Very often, teachers cause new language to enter the classroom; indeed, this is one reason why the teacher is there.  This being so, it would seem to be the teacher who is in the best position to worry about getting the meaning of such language across, leaving the student to do the important work of learning the new item and trying to use it purposefully.  Novice teachers often bring new language into the classroom and then ask their students to define it for them instead.  This indicates that the novice teacher does not appreciate that they are the person in the best position to create the conditions under which learners can make sense of new language.

Is the jury still out?

It is clear that novice teachers who persist in asking variations on “what does X mean?” when their intention is to check learners’ understanding of a new lexical or grammatical action may be doing so because they have not yet considered and internalised the arguments against doing so.  Why some novice teachers internalise these arguments earlier than their colleagues is unclear: previous learning experiences, cultural expectations of the role of teacher and student (connected to previous learning experience) and ability to empathise with the challenges of being a language learner seem to be powerful factors.
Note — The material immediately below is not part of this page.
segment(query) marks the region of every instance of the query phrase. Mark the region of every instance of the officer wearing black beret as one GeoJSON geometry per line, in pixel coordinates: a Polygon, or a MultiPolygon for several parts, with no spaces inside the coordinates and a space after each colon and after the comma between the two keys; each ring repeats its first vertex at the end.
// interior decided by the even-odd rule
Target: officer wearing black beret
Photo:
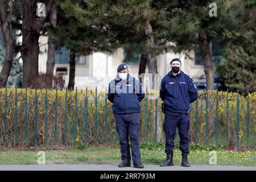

As a result, teacher-trainers may need to invest more time in engaging in dialogue to uncover the tacit beliefs held by the novice teachers with whom they are working, before these, where necessary, can effectively be countered.  Equally, it seems that simple ‘cures’ like “never use that question again!” or “that’s an ineffective strategy” are unlikely to have the kind of impact desired, and threats of penalty may prompt compliance, but are unlikely to promote acceptance.